Second shard of the model which resides on the second machine, has 2 modules. Each of them is allocated 1 GPU on that machine (meaning module 1 on GPU-1, module 2 on GPU-2). And I have other 2 GPUs on the same machine, which are ideal. Dividing these 2 modules on 4 GPUs equally mean overriding their forward methods, which are very complicated (Talking about RPN and RoI Heads module). Can I do something like this, put module-1 on GPU-1 & GPU-2, module-2 on GPU-3 & GPU-4, now when input batch comes split that equally into 2 parts, process them like this, part1 → module-1 (GPU:1) → module-2 (GPU:3) & part2 → module-1 (GPU:2) → module-2 (GPU:4) (of course, these 2 workflows will run concurrently, at the end their losses will be averaged and avg. loss will be returned to master node). I have already referred to following articles,

https://pytorch.org/tutorials/advanced/rpc_ddp_tutorial.html

https://pytorch.org/tutorials/intermediate/model_parallel_tutorial.html

Is it possible to perform above explained case in PyTorch?

1 Like

To be clear, since you already know how to split the model into two model shards, is your question how to convert the following lines in https://github.com/pytorch/vision/blob/master/references/detection/engine.py:

        optimizer.zero_grad()
        losses.backward()
        optimizer.step()

into the code in RPC Framework Tutorial?

        with dist_autograd.context() as context_id:
            outputs = model(inputs)
            dist_autograd.backward(context_id, [loss_fn(outputs, labels)])
            opt.step(context_id)

cc: @mrshenli

I know about the conversion you mentioned in your answer.
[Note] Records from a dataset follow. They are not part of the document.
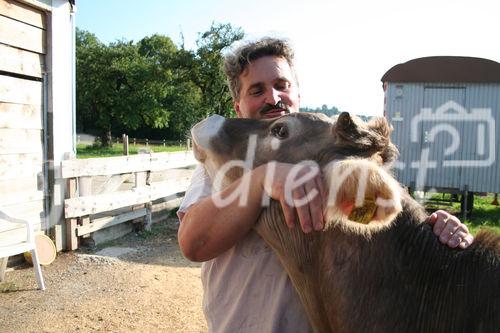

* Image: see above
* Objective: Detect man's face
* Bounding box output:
[234,56,300,119]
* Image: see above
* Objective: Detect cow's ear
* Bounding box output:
[368,117,399,165]
[335,112,358,133]
[332,112,372,149]
[368,117,393,139]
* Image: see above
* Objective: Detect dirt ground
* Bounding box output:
[0,218,207,333]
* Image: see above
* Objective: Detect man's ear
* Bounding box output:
[233,101,242,118]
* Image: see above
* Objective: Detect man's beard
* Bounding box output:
[259,101,290,118]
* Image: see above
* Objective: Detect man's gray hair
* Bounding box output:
[224,37,298,101]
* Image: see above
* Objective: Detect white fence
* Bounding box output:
[61,151,197,250]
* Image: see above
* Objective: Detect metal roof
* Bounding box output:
[381,56,500,83]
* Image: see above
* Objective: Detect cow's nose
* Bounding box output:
[191,115,226,150]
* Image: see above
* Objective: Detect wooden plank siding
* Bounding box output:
[0,75,43,105]
[0,0,47,245]
[0,102,43,130]
[0,199,44,245]
[0,128,43,155]
[0,15,47,54]
[0,43,45,78]
[0,0,47,30]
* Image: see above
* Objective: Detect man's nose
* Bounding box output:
[266,89,281,105]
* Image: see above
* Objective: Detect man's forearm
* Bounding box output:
[178,168,263,261]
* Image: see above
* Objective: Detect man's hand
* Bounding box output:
[263,162,326,233]
[427,210,474,249]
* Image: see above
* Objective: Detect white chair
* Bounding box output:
[0,210,45,290]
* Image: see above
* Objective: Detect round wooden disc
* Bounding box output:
[24,234,57,266]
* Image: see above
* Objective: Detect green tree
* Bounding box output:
[76,30,176,146]
[195,23,245,117]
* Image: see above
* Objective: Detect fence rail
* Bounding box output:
[61,151,197,250]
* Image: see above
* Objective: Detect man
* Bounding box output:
[178,38,472,332]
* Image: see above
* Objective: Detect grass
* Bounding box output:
[76,143,186,158]
[426,194,500,234]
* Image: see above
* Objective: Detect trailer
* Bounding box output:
[381,56,500,208]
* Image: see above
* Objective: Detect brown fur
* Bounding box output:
[192,113,500,332]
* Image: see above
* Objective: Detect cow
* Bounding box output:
[192,113,500,332]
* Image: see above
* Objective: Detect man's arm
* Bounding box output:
[178,163,325,261]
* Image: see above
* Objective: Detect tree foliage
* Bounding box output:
[76,24,244,145]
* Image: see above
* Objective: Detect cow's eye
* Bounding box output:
[271,124,288,139]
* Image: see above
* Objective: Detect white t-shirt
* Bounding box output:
[178,166,312,333]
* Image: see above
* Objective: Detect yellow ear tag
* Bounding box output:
[348,199,377,224]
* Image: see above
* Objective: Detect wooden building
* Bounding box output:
[0,0,75,249]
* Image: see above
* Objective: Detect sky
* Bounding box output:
[76,0,500,115]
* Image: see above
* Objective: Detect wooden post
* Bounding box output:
[66,178,78,251]
[122,134,128,156]
[491,193,498,206]
[463,185,469,221]
[78,177,92,238]
[0,257,9,282]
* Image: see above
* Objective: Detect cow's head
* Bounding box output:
[192,112,401,234]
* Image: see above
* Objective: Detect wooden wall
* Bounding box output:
[0,0,47,244]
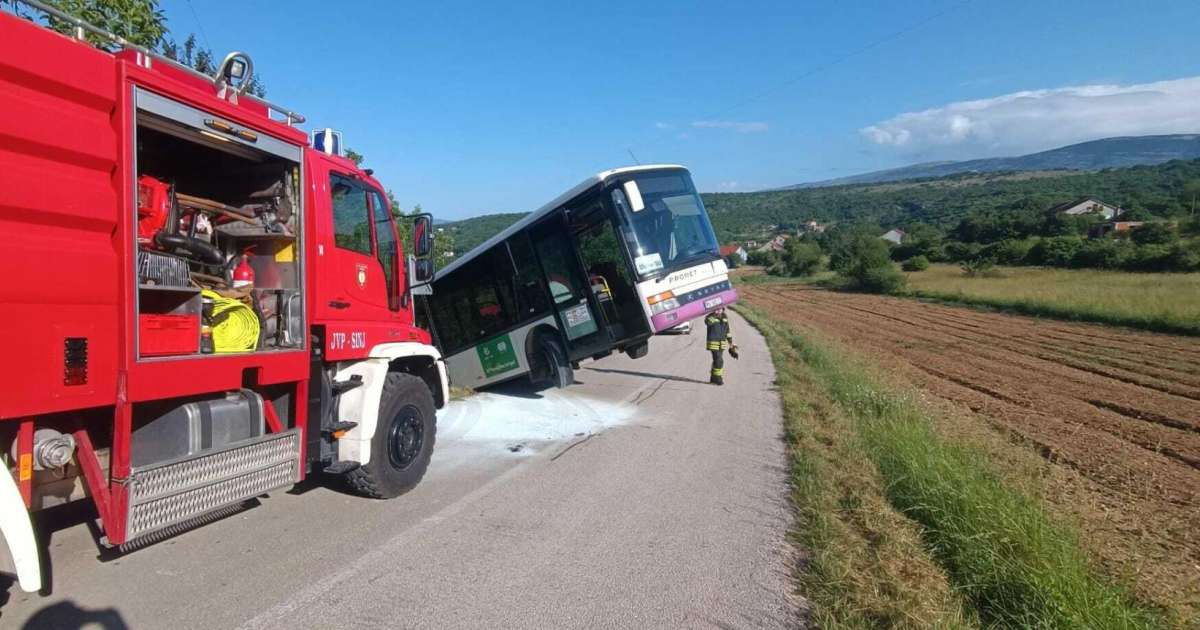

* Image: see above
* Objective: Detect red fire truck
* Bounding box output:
[0,1,448,590]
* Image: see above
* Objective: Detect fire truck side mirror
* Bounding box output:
[413,258,433,284]
[413,215,433,258]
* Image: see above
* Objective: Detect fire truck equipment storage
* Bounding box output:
[0,0,449,590]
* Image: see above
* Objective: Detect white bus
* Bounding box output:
[428,164,737,388]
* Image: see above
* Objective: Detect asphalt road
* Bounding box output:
[7,316,803,629]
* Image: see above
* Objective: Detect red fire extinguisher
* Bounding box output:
[233,250,254,289]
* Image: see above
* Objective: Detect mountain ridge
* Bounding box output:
[761,133,1200,192]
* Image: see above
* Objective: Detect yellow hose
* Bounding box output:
[202,290,259,353]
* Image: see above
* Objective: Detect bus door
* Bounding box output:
[530,212,610,361]
[569,198,649,342]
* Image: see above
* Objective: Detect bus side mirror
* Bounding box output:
[413,215,433,258]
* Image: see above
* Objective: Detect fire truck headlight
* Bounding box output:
[650,298,679,314]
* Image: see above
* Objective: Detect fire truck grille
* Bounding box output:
[126,428,300,540]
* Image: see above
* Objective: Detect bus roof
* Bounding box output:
[434,164,686,281]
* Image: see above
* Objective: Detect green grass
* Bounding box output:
[906,264,1200,335]
[739,305,1163,629]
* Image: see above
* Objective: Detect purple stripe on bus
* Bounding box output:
[650,289,738,332]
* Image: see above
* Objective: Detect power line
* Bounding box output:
[187,0,212,50]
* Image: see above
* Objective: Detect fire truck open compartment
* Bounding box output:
[133,90,305,360]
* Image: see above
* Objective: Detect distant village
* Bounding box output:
[720,197,1146,264]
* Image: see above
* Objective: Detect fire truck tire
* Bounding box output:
[346,372,437,499]
[538,336,575,389]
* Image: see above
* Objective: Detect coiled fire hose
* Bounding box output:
[202,289,260,353]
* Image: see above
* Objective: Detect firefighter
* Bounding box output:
[704,308,738,385]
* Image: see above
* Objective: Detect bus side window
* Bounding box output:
[508,234,550,320]
[329,174,372,256]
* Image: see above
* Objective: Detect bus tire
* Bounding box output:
[538,335,575,389]
[346,372,437,499]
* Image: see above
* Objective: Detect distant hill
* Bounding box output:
[776,134,1200,191]
[438,212,524,250]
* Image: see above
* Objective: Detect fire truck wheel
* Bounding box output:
[346,372,437,499]
[538,336,575,388]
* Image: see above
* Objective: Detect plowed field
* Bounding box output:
[739,284,1200,611]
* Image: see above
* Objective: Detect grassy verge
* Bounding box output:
[907,265,1200,335]
[739,306,1160,628]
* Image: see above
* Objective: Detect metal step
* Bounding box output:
[125,428,300,541]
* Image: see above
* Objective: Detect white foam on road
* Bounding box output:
[438,389,637,452]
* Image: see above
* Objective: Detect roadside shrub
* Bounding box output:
[1170,241,1200,271]
[1126,245,1171,271]
[782,239,821,277]
[746,250,779,268]
[856,264,908,294]
[1030,236,1084,266]
[838,235,907,293]
[959,257,996,278]
[1070,239,1129,269]
[992,239,1038,265]
[1132,222,1177,245]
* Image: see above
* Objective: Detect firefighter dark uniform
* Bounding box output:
[704,308,738,385]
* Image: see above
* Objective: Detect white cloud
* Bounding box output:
[859,77,1200,158]
[691,120,768,133]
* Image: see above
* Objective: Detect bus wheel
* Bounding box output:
[538,336,575,388]
[346,372,437,499]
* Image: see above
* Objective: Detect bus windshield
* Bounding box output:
[612,172,719,277]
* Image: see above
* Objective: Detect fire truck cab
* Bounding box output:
[0,2,449,590]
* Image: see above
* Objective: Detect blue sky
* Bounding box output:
[162,0,1200,218]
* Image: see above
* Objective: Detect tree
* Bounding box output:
[1182,179,1200,216]
[900,256,929,271]
[162,32,266,98]
[782,239,821,276]
[1132,222,1176,245]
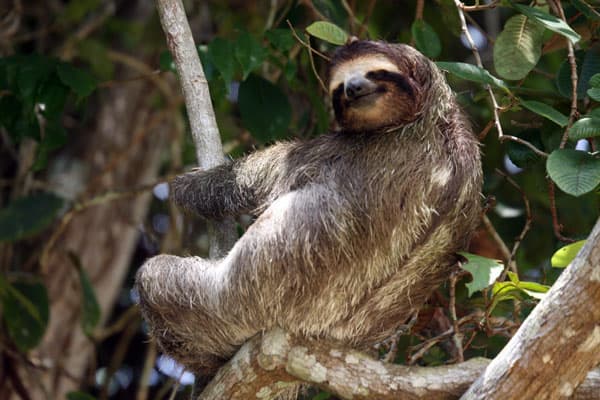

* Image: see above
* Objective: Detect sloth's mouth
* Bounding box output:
[346,87,385,106]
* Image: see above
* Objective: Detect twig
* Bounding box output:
[156,0,237,258]
[499,135,548,158]
[454,0,503,138]
[548,178,575,243]
[460,0,500,12]
[40,178,168,275]
[415,0,425,21]
[477,119,494,141]
[482,215,516,280]
[135,340,157,400]
[550,0,578,149]
[448,271,465,362]
[286,20,329,93]
[496,168,533,266]
[356,0,377,38]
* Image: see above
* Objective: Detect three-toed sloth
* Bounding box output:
[137,40,482,375]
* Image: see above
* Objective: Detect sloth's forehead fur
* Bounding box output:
[329,53,400,93]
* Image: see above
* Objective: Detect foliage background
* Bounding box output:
[0,0,600,399]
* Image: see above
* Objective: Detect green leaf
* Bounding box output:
[0,193,63,242]
[458,252,504,297]
[238,75,292,143]
[435,61,508,91]
[31,119,67,171]
[546,149,600,196]
[411,19,442,58]
[494,15,544,80]
[556,45,600,100]
[587,88,600,101]
[56,62,97,99]
[521,100,569,127]
[571,0,600,21]
[306,21,348,46]
[512,4,581,44]
[589,74,600,88]
[311,0,348,26]
[265,29,296,52]
[69,252,100,336]
[235,32,266,80]
[550,240,585,268]
[2,282,50,352]
[67,392,96,400]
[569,117,600,141]
[208,37,235,86]
[587,74,600,101]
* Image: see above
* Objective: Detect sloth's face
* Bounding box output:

But what should be done to these lines in engine.py. Should I keep it as it is?

    # reduce losses over all GPUs for logging purposes
    loss_dict_reduced = utils.reduce_dict(loss_dict)
    losses_reduced = sum(loss for loss in loss_dict_reduced.values())

I have added another question please take look at that. Thanks for answering my questions.

I know about the conversion you mentioned in your answer. But what should be done to these lines in engine.py. Should I keep it as it is?

Hey @matrix, reduce_dict internally uses collective communication. If you need that, you will need to setup the process group with init_process_group properly in the way that only the processes that hold loss_dict form a gang.

However, since you already use RPC, do you still need reduce_dict? Will it work if you send the loss to the same process, reduce those loss their locally (without using collective communication), and then launch distributed backward from there?